Massachusetts General Hospital Department of Medicine, Division of Palliative Care and Geriatric Medicine, Boston, MA, USA; Massachusetts General Hospital Mongan Institute, Boston, MA, USA; Harvard Medical School Center for Palliative Care, Boston, MA, USA.
Massachusetts General Hospital Department of Medicine, Division of Palliative Care and Geriatric Medicine, Boston, MA, USA; Massachusetts General Hospital Mongan Institute, Boston, MA, USA.
J Am Med Dir Assoc. 2021 Jul;22(7):1338-1344. doi: 10.1016/j.jamda.2021.05.016. Epub 2021 Jun 8.
Approximately 7.5 million US adults are homebound or have difficulty accessing office-based primary care. Home-based primary care (HBPC) provides such patients access to longitudinal medical care at home. The purpose of this study was to describe the challenges and adaptations by HBPC practices made during the first surge of the COVID-19 pandemic.

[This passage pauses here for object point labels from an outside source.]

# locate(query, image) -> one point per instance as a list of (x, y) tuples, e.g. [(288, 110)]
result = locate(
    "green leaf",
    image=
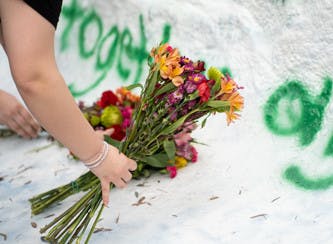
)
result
[(159, 160), (218, 104), (133, 86), (111, 141), (192, 96), (203, 123), (167, 88), (170, 148), (170, 129), (152, 83)]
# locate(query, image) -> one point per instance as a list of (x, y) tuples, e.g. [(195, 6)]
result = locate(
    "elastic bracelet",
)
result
[(100, 158)]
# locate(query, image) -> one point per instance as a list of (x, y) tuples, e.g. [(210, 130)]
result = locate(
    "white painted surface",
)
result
[(264, 43)]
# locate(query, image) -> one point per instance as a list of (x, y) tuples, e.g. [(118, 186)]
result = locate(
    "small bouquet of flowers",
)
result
[(153, 129)]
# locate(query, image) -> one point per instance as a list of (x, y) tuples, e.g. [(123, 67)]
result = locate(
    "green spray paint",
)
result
[(305, 120), (329, 148), (121, 52), (294, 175), (303, 113)]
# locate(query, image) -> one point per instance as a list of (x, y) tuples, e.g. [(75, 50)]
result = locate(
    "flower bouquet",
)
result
[(175, 95)]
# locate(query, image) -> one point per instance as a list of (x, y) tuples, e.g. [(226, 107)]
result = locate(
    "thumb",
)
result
[(105, 192), (109, 132)]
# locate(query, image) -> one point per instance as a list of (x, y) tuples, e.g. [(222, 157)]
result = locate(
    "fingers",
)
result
[(132, 165), (108, 132), (105, 192), (126, 177), (17, 128), (102, 133), (30, 120), (25, 126)]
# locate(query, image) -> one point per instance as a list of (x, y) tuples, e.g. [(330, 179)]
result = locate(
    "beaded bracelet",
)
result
[(100, 158)]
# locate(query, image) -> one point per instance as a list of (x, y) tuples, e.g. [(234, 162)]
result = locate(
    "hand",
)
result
[(116, 169), (16, 117), (102, 133)]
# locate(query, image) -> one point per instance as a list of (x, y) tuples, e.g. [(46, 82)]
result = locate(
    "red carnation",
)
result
[(108, 98), (204, 92)]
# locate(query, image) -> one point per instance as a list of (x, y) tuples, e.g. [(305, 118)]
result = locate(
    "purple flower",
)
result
[(188, 67), (185, 151), (173, 116), (197, 78), (184, 60), (126, 123), (190, 86), (176, 96), (127, 112)]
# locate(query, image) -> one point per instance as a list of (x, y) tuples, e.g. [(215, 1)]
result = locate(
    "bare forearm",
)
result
[(54, 107)]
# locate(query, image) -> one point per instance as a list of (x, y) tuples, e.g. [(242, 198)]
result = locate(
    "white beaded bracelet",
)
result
[(95, 163)]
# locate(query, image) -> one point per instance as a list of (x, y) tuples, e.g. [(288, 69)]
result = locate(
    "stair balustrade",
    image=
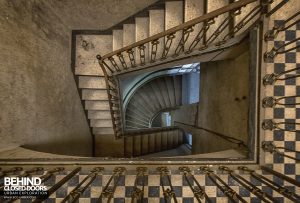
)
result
[(207, 40)]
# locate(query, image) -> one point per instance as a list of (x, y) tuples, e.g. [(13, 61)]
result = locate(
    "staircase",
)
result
[(148, 143), (272, 178), (163, 92), (138, 44)]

Mixed-methods national survey.
HBPC practices identified as members of the American Academy of Homecare Medicine (AAHCM) or participants of Home-Centered Care Institute (HCCI) training programs.

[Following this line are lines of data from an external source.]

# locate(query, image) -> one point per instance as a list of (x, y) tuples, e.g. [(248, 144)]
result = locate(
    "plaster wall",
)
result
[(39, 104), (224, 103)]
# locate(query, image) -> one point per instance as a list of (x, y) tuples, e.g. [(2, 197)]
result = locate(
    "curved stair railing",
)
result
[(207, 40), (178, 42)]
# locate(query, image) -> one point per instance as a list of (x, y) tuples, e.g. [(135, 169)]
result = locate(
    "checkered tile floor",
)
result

Online survey regarding practice responses to COVID-19 surges, COVID-19 testing, the use of telemedicine, practice challenges due to COVID-19, and adaptations to address these challenges. Descriptive statistics and t tests described frequency distributions of nominal and categorical data; qualitative content analysis was used to summarize responses to the open-ended questions.
Seventy-nine practices across 29 states were included in the final analyses. Eighty-five percent of practices continued to provide in-person care and nearly half cared for COVID-19 patients. Most practices pivoted to new use of video visits (76.3%). The most common challenges were as follows: patient lack of familiarity with telemedicine (81.9%), patient anxiety (77.8%), clinician anxiety (69.4%), technical difficulties reaching patients (66.7%), and supply shortages including masks, gown, and disinfecting materials (55.6%). Top adaptive strategies included using telemedicine (95.8%), reducing in-person visits (81.9%), providing resources for patients (52.8%), and staff training in PPE use and COVID testing (52.8%).
HBPC practices experienced a wide array of COVID-19-related challenges. Most continued to see patients in the home, augmented visits with telemedicine and creatively adapted to the challenges. An increased recognition of the need for in-home care by health systems who observed its critical role in caring for fragile older adults may serve as a silver lining to the otherwise dark sky of the COVID-19 pandemic.
大约有 750 万美国成年人行动不便或难以获得基于办公室的初级保健。家庭为基础的初级保健(HBPC)为这些患者提供了在家中接受长期医疗护理的途径。本研究的目的是描述 HBPC 实践在 COVID-19 大流行第一波期间所面临的挑战和调整。
混合方法的全国性调查。
确定为美国家庭医疗学会(AAHCM)成员或参与家庭为中心的护理研究所(HCCI)培训计划的 HBPC 实践。
关于实践对 COVID-19 激增的反应、COVID-19 检测、远程医疗的使用、由于 COVID-19 而产生的实践挑战以及应对这些挑战的调整的在线调查。描述性统计和 t 检验描述了名义和分类数据的频率分布;定性内容分析用于总结对开放式问题的回答。
在最终分析中包括了来自 29 个州的 79 个实践。85%的实践继续提供面对面护理,近一半的实践照顾 COVID-19 患者。大多数实践都转向了新的视频访问(76.3%)。最常见的挑战如下:患者对远程医疗不熟悉(81.9%)、患者焦虑(77.8%)、临床医生焦虑(69.4%)、难以联系到患者的技术困难(66.7%)和供应短缺包括口罩、长袍和消毒材料(55.6%)。顶级适应策略包括使用远程医疗(95.8%)、减少面对面访问(81.9%)、为患者提供资源(52.8%)以及员工培训个人防护设备使用和 COVID 检测(52.8%)。
HBPC 实践经历了广泛的 COVID-19 相关挑战。大多数实践继续在家庭中为患者提供服务,通过远程医疗增加访问量,并创造性地适应挑战。卫生系统对家庭护理的需求增加,认识到其在照顾脆弱的老年人方面的关键作用,这可能是 COVID-19 大流行这一黑暗天空中的一线希望。